Dass der Dirigent Afkham in Madrid groß wurde – er leitete als Chefdirigent das Spanische Nationalorchester (Orquesta y Coro Nacionales de Espana) – und dass Ferrandez in Madrid geboren wurde, mag man als Zufall abtun. Aber das perfekte Zusammenspiel zwischen dem von Afkham geleiteten Wiener Orchester und Ferrandez‘ Cello, dem er sinnliche Töne entlockte und dann wieder atemberaubende Passagen abnötigte, mag schon durchaus mit dem musikalischen Curriculum Vitae von Dirigent und Solist, mit den Ursprüngen in Madrid, zusammenhängen.
Orchester und Solisten bilden, wie von Brahms konzipiert, in diesem Konzert eine vollkommen gleichberechtigte Partnerschaft, einen Dreiklang, der in der ganzen Musikgeschichte seinesgleichen suchen dürfte. Deshalb ist auch das Zusammenspiel des Cellos mit dem anderen großen Streichinstrument, der Violine, das zentrale Element dieses geradezu überirdisch schönen Musikstücks. Das Doppelkonzert des in Wien sesshaft gewordenen Hamburger Romantikers ist tatsächlich Romantik pur – die Querverbindungen namentlich zu Ludwig van Beethoven (Ähnlichkeiten mit dessen Formkonzepten) sind unüberhörbar; der Wiener „Genius Loci“ hatte Brahms geprägt.

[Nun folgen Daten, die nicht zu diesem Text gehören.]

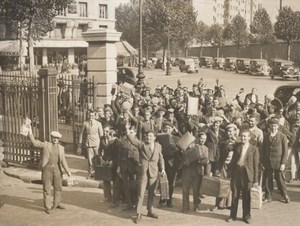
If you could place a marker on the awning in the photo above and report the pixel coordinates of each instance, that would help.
(11, 48)
(61, 44)
(125, 49)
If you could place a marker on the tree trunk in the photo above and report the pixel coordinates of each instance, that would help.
(30, 49)
(288, 50)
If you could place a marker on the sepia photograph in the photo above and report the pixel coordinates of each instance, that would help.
(150, 112)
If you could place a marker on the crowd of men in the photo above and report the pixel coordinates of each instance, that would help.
(243, 140)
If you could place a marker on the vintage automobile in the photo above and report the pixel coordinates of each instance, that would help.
(242, 65)
(125, 74)
(259, 67)
(188, 65)
(284, 69)
(230, 63)
(205, 61)
(218, 63)
(285, 92)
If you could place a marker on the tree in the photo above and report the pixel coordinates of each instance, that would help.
(236, 32)
(33, 18)
(201, 34)
(286, 27)
(262, 29)
(216, 35)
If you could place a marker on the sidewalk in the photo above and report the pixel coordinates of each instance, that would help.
(77, 165)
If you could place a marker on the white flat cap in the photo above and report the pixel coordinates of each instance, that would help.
(56, 134)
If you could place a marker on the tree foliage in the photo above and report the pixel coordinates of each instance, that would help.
(262, 27)
(33, 17)
(237, 32)
(287, 27)
(163, 20)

Doch Brahms schrieb selbstironisch in einem Brief an seinen Verleger Fritz Simrock: „Dann muss ich Ihnen noch meine letzte Dummheit melden. Das ist nämlich ein Konzert für Geige und Cello!“ Der große Beethoven kam jedenfalls nie auf die Idee einer derartigen „Dummheit“…
Der in Moskau geborene Anton Sorokow stammt aus einer Musikerfamilie, und dass dieser Violinist Musik gleichsam im Blut hat, spürt man von den ersten Tönen an, die er mit seinem Instrument produziert. Sorokow ist bereits mit einer Vielzahl namhafter Orchester aufgetreten.
Als zweites Werk boten die Symphoniker Dvoráks 7. Symphonie dar. Im ersten Satz überwiegt das Pompöse – von den Wiener Symphonikern ohne Übertreibung bewältigt –, der Nachhall von Richard Wagner ist unüberhörbar. Die 1885 vollendete 7. Symphonie wurde ursprünglich für die London Philharmonic Society geschrieben. Dieses Werk von großem Ernst wurde von Dvorák nach der Erstaufführung in erheblichen Passagen umgeschrieben. Ein Werk von großem Ernst – umso überraschender die tänzerische Leichtigkeit im Dreivierteltakt des Scherzos im dritten Satz. Für mich der Höhepunkt dieses Werkes, das eindeutig im Schatten der so populären 9. Symphonie „Aus der Neuen Welt“ op. 95 steht.